I have just spent a week laying out an indictment against the bivariate ideology models that political scientists constructed over the last sixteen years. The indictment is predicated on a basic point: the aggregation of voting data and resulting misinterpretation of the R-squared statistic caused the creation of disciplinary misinformation – empirical falsehoods, plain and simple, that were passed along to political science graduate students and the rest of the academic community. Now is the time to correct these falsehoods by constructing a bivariate ideology model that avoids ecological inference and correctly estimates the relationship between model variables.

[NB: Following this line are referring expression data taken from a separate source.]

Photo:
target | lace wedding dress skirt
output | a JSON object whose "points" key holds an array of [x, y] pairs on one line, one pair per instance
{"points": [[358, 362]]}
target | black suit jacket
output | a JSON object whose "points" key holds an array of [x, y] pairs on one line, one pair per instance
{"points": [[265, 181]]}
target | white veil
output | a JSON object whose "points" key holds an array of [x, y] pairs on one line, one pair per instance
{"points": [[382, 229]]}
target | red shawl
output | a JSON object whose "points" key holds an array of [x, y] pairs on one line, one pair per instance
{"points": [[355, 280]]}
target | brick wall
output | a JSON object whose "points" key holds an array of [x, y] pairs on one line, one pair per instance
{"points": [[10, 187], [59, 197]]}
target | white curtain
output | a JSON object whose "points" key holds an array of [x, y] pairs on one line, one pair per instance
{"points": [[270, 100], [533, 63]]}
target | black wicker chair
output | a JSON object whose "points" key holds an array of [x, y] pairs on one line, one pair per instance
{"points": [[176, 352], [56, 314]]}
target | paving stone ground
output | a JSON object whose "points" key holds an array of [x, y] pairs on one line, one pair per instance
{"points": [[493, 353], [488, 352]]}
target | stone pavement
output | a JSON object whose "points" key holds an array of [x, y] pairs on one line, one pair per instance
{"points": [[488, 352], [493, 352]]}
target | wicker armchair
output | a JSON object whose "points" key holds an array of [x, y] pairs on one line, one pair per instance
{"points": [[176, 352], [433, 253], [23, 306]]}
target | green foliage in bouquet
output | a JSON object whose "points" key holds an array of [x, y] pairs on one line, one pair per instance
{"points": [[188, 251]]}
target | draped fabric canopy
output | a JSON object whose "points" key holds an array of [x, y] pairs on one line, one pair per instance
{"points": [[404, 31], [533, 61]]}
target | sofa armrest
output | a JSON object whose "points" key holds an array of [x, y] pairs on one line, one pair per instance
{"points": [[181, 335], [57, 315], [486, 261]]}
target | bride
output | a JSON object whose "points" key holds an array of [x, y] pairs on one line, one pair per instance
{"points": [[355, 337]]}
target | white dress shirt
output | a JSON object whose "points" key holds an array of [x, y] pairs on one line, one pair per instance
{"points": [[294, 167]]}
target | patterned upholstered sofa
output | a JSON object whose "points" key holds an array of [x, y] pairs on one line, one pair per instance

First, however, keep in mind a couple of things. I have yet to say anything about the propriety of the measures in these models. Some have said that the stuffing of justice opinions into one of two binary outcomes – liberal or conservative – or the fitting of justices’ preferences in unidimentional space is too simplistic to merit serious consideration. I will visit these issues at a later date. But for now, all that I want to do is find a more simplistic truth: how well do these measures actually perform when researchers model them properly and understand the results?
Below are the results of a logistic regression of civil liberties voting from 1946 to 2004. The regression contains 31,049 votes cast by 32 justices over 58 years of service on the high Court. The data is publicly available from the Ulmer project.  Let’s discuss goodness-of-fit first. The first indication that the fit of the model is poor is the rather low value (0.067) of the likelihood ratio R-squared.  The second indication that the fit is not that great comes from the PRE measures. Of the three that are listed, tau-p is the best for judicial modeling.  Tau-p indicates that the model only increases the ability classify liberal votes by 24%. Also, Phi-p, which is calculated using the logic of Pearson’s r, suggests that the overal variance between Segal-Cover scores and justice votes is about 24% The table can be accessed here.
Although analyzing the goodness of fit of a logit regression may not be as easy as an OLS regression, one of the nice things is that both now have the ability to generate a "picture." Take a look at the STATA “classplot” below. It shows why the fit of the model is not very satisfying. The reason is twofold: (1) too many justices are simply “non-directional” (median justices who do not affiliate well with dichotomous choices pull down the model’s fit); and (2) there is not enough “gusto” coming from each end of the value spectrum (no one is predicted to vote in the very extreme ranges of 0 to 29, or 80-100). In short, there is too much traffic around the value of 50% and not enough around 20 or 80. That’s why the numbers are poor.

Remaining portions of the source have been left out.